La Commissione ha quindi ritenuto, con un giudizio di fatto non sindacabile in sede di legittimità, che non fossero condivisibili le giustificazioni allegate dal contribuente, relative alla velocità media di 15 km/h e alla riduzione dell’orario di lavoro per la necessità di assistenza della figlia affetta da una grave patologia invalidante (si legge nella sentenza impugnata: “trattandosi di soggetto adulto, trentaseienne nel 2007, che non figura tra i familiari a carico e avente domicilio diverso da quello paterno”).
La censura, dunque, si palesa inammissibile, in quanto verte sulla valutazione del diverso apporto probatorio fornito dalle parti ed è tesa a raggiungere un risultato opposto a quello del giudice d’appello.
Come è noto, “il ricorso per Cassazione conferisce al giudice di legittimità non il potere di riesaminare il merito dell’intera vicenda processuale, ma solo la facoltà di controllo, sotto il profilo della correttezza giuridica e della coerenza logico-formale, delle argomentazioni svolte dal giudice di merito, al quale spetta, in via esclusiva, il compito di individuare le fonti del proprio convincimento, di controllarne l’attendibilità e la concludenza e di scegliere, tra le complessive risultanze del processo, quelle ritenute maggiormente idonee a dimostrare la veridicità dei fatti ad essi sottesi, dando così liberamente la prevalenza all’uno o all’altro dei mezzi di prova acquisiti, salvo i casi tassativamente previsti dalla legge (Cass. 4 novembre 2013 n. 24679; Cass. 16 novembre 2011 n. 27197; Cass. 6 aprile 2011 n. 7921; Cass. 21 settembre 2006 n. 20455; Cass. 4 aprile 2006 n. 7846; Cass. 9 settembre 2004 n. 18134; Cass. 7 febbraio 2004 n. 2357)” (Cass. civ., Sez. trib., Ordinanza n. 9554 del 09 aprile 2024).
6. In conclusione, il ricorso deve essere rigettato.
Le spese del giudizio di legittimità seguono la soccombenza.
P.Q.M.
Rigetta il ricorso e condanna il ricorrente a pagare all’Agenzia delle entrate le spese del giudizio di legittimità che liquida in Euro 2.000,00, a titolo di compenso, oltre alle spese prenotate a debito.

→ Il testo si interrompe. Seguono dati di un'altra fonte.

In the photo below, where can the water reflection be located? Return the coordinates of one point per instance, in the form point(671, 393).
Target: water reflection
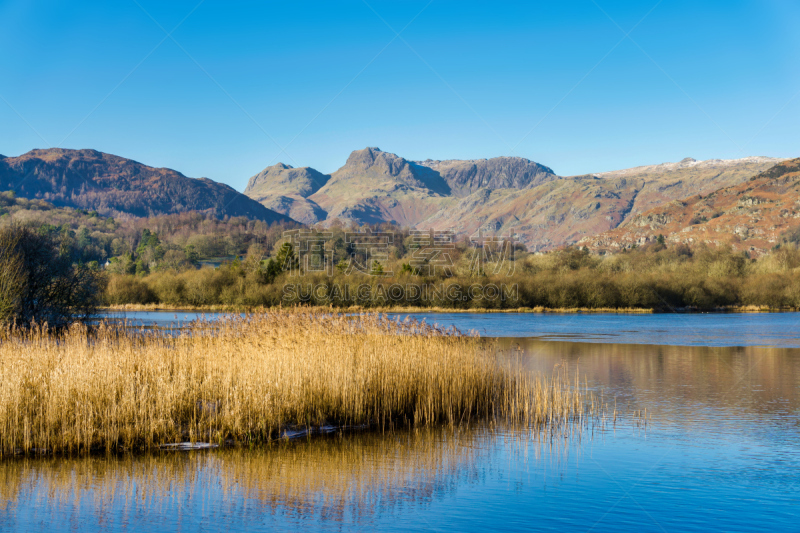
point(346, 479)
point(731, 388)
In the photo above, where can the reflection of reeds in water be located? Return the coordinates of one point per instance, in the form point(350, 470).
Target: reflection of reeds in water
point(333, 478)
point(248, 378)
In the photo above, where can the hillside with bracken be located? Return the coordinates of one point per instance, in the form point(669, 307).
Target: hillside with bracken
point(753, 216)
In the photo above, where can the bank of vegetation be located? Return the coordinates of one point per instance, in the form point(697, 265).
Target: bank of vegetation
point(196, 261)
point(658, 277)
point(248, 379)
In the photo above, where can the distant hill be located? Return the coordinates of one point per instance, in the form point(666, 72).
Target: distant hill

Ai sensi dell’art. 13, comma 1 – quater, del D.P.R. n. 115/2002, dà atto della sussistenza dei presupposti processuali per il versamento, da parte del ricorrente, dell’ulteriore importo a titolo di contributo unificato pari a quello previsto per il ricorso a norma del comma 1 – bis del citato art. 13, se dovuto.